This module is a direct transcription of the MATLAB routines ``tlwplot.m``
and ``stream.m`` written by Dr. Robert E. (Bob) Hart in 1995 as a Penn
State Meteo 574 seminar project (see
https://moe.met.fsu.edu/~rhart/mtnwave.html). The two-layer routine here
mirrors Hart's MATLAB code line-for-line (reformulated in NumPy); the
multi-layer routine is a natural generalization using the same Fourier +
transfer-matrix scheme.
It exists for two reasons:
1. It's the fallback when the Rust extension isn't built.
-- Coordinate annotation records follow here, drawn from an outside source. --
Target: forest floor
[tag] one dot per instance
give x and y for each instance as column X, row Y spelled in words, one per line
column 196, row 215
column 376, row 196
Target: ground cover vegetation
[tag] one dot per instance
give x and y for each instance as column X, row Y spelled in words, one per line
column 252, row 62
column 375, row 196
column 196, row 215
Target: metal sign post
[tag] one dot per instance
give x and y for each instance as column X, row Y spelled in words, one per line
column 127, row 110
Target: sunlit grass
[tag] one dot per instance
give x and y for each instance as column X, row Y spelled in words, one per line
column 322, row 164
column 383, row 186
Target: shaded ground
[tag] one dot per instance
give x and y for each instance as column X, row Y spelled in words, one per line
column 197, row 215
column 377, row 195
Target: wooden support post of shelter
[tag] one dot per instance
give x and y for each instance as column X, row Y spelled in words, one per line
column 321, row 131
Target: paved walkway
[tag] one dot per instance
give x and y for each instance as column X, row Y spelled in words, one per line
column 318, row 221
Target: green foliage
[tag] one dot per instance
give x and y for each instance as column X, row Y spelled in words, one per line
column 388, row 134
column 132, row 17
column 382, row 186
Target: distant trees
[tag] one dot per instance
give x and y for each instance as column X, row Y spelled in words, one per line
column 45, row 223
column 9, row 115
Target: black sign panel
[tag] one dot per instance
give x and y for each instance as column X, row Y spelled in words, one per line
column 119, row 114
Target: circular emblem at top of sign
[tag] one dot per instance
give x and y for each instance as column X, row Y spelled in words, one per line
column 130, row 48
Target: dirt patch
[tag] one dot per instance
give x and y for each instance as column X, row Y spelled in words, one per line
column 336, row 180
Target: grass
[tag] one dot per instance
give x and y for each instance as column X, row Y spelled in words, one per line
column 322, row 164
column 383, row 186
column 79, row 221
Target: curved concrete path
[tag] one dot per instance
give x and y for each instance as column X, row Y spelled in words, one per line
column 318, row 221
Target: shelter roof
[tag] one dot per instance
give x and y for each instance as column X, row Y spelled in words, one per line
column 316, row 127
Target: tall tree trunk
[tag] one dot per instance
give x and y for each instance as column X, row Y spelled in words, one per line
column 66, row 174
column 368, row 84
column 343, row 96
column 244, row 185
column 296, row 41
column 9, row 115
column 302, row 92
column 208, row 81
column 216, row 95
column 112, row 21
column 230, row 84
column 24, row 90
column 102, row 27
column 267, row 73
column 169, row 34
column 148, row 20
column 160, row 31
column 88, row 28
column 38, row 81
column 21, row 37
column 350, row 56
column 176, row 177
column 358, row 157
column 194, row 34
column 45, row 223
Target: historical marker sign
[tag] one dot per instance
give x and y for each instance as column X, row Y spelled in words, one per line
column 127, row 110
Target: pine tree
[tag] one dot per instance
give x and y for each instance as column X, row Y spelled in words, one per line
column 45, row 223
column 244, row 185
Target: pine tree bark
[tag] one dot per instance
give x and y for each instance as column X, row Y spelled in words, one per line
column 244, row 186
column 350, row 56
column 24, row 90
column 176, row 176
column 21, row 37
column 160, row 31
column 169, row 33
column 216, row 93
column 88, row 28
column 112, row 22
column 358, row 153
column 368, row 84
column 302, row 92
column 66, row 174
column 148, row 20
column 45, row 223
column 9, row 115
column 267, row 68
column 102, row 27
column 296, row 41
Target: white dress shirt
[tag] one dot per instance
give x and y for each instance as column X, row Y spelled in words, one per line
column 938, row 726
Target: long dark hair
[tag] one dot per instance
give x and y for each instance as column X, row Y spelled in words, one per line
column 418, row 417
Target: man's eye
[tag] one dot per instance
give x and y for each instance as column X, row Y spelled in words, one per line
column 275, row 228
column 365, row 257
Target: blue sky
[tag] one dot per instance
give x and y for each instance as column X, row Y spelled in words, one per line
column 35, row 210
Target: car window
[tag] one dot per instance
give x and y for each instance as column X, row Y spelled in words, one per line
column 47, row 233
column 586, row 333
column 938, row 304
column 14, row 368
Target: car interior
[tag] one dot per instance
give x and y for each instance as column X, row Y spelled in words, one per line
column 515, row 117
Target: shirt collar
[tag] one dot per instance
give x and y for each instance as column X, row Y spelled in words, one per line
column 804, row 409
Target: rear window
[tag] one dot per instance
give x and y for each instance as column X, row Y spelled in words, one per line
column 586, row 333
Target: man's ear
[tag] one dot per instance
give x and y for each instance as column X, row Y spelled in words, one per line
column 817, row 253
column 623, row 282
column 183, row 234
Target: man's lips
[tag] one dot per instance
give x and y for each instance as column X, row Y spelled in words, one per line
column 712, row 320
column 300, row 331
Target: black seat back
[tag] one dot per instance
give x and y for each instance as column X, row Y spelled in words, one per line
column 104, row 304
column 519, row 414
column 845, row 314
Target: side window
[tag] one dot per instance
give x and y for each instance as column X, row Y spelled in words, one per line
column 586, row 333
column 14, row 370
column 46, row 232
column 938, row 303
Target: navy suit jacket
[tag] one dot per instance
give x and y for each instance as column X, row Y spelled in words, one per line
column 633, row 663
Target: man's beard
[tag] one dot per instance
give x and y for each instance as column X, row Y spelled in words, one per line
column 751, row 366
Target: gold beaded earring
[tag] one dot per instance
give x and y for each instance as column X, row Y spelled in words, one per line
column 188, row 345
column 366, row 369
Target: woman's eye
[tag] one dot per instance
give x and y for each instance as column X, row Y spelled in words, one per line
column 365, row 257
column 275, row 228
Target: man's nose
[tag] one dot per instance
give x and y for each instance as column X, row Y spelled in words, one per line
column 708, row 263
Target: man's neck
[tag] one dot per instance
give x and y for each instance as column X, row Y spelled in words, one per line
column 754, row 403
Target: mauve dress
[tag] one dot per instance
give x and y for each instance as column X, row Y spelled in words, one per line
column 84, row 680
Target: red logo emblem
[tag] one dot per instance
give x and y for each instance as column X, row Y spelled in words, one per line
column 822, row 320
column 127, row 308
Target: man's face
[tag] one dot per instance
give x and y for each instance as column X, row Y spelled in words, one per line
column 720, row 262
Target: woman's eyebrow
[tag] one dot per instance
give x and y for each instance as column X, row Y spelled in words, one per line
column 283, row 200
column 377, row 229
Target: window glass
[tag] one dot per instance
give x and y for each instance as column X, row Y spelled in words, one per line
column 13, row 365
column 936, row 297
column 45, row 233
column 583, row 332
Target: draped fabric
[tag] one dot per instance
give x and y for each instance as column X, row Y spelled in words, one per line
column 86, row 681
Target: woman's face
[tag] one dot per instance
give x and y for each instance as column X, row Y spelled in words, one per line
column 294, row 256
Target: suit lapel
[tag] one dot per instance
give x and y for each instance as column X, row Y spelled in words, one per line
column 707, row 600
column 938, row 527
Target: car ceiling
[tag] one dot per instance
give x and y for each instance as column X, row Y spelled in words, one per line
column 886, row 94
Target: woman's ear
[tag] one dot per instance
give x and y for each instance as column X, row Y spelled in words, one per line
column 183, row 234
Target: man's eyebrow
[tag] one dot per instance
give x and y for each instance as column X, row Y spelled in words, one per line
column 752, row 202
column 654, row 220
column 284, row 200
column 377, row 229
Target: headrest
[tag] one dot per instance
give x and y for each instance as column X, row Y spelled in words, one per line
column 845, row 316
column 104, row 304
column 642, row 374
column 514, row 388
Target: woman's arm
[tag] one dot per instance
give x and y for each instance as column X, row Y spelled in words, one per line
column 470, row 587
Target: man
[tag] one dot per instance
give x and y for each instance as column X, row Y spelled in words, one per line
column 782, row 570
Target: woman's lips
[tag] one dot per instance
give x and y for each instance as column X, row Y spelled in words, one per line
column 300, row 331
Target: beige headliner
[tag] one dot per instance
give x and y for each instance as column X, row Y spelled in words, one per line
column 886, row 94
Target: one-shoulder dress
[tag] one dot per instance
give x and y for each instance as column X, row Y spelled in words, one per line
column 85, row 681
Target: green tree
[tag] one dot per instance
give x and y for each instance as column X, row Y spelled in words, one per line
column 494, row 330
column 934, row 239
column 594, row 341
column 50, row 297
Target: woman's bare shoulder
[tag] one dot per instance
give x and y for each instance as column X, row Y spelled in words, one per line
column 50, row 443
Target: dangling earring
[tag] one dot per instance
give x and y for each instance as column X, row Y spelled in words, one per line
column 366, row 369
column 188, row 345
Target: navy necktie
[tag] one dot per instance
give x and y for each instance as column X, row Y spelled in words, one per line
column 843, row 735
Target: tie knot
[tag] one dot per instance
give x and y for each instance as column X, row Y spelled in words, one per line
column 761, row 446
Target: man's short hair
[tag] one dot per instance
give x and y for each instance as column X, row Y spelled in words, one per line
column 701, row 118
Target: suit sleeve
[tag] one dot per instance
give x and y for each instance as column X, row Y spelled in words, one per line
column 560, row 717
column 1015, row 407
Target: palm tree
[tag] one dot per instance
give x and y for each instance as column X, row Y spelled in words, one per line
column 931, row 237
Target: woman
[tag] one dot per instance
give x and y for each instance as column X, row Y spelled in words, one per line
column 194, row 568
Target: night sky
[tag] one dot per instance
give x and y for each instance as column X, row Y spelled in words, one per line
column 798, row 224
2. It's the reference used by ``validate.py`` to confirm the Rust core
produces bit-similar results.
The multi-layer solver implements the same transfer-matrix scheme as the
Rust version so they can be compared.
"""
from __future__ import annotations
import math
import numpy as np
G = 9.80665
# ---------------------------------------------------------------------------
# Two-layer analytic solver (port of tlwplot.m)
# ---------------------------------------------------------------------------
def compute_two_layer(
l_upper: float,
l_lower: float,
u: float,
h: float,
a: float,
ho: float,
xdom: float,
zdom: float,
mink: float,
maxk: float,
npts: int = 100,
):
"""Return ``(x, z, w, u_prime)`` for flow over a witch-of-Agnesi mountain.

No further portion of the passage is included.